Hi Bin,
Apologize for the delay. I came back from vacation a few days ago.
On Tue, Sep 04, 2018 at 12:00:14PM +0800, Bin Meng wrote:
Hi Eugeniu,
On Sat, Sep 1, 2018 at 6:59 PM Eugeniu Rosca roscaeugeniu@gmail.com wrote:
[..]
Just wanted to let you know that coreboot folks are going through similar discussions in [1]. Also, experimenting with various gcc versions and flags in my spare time, I collected some evidence [2] showing that the behavior of GCC UBSAN (-fsanitize=undefined & friends) may differ a lot depending on the gcc version and below flags (none used by U-Boot, but some used in Linux kernel): -fwrapv -fstrict-overflow -fno-strict-overflow
Checking how -fno-strict-overflow and -fwrapv compare to each other (since they seem to accomplish similar goals according to many sources), I've used the sample app from [3] to see how gcc handles signed integer wraparound depending on gcc version, flags, optimization level and on whether UBSAN is enabled or not. The variance/inconsistency of the results [4] is very high in my opinion.
One clear conclusion of [4] is that questions like why gcc UBSAN complains in U-Boot but not in the Kernel require knowing at least the parameters tracked in [4] (and maybe more).

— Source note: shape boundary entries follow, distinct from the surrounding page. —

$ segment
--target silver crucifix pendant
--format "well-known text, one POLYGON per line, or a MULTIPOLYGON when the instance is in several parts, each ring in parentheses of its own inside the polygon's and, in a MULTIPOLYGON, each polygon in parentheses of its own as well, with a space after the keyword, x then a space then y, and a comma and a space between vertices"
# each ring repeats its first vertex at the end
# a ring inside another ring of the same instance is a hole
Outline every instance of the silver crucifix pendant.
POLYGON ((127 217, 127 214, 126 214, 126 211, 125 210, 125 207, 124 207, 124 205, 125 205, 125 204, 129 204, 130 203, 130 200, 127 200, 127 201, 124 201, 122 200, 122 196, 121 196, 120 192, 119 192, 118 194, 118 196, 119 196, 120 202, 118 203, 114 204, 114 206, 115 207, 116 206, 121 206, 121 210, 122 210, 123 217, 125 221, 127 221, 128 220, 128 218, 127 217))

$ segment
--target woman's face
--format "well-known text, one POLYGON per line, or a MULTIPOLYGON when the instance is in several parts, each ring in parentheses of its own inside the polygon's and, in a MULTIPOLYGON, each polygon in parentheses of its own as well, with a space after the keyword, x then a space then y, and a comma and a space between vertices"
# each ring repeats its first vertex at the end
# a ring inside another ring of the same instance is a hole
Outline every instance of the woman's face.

[1] https://mail.coreboot.org/pipermail/coreboot/2018-February/086146.html [2] UBSAN behavior (printing 1 << 31) is highly dependent on gcc version and flags
[..]
Thank you very much for all these details and links. I learned a lot from this thread. It looks to me that coreboot folks are not in favor of this UBSAN thing. I personally have no preference, but I suspect there are a lot more in the U-Boot tree that have such warnings.
I don't think they question the usefulness of UBSAN as a whole. Rather, they seem to be annoyed by one particular (frequently reproduced) UBSAN error, specifically what gcc man pages refer to as "left-shifting 1 into the sign bit". Note that shifting *past* the sign bit is a different (presumably more serious) subclass of signed integer shift overflow. Both the coreboot discussion and the fixes from my series are limited to "left-shifting into (not past) the sign bit" behavior.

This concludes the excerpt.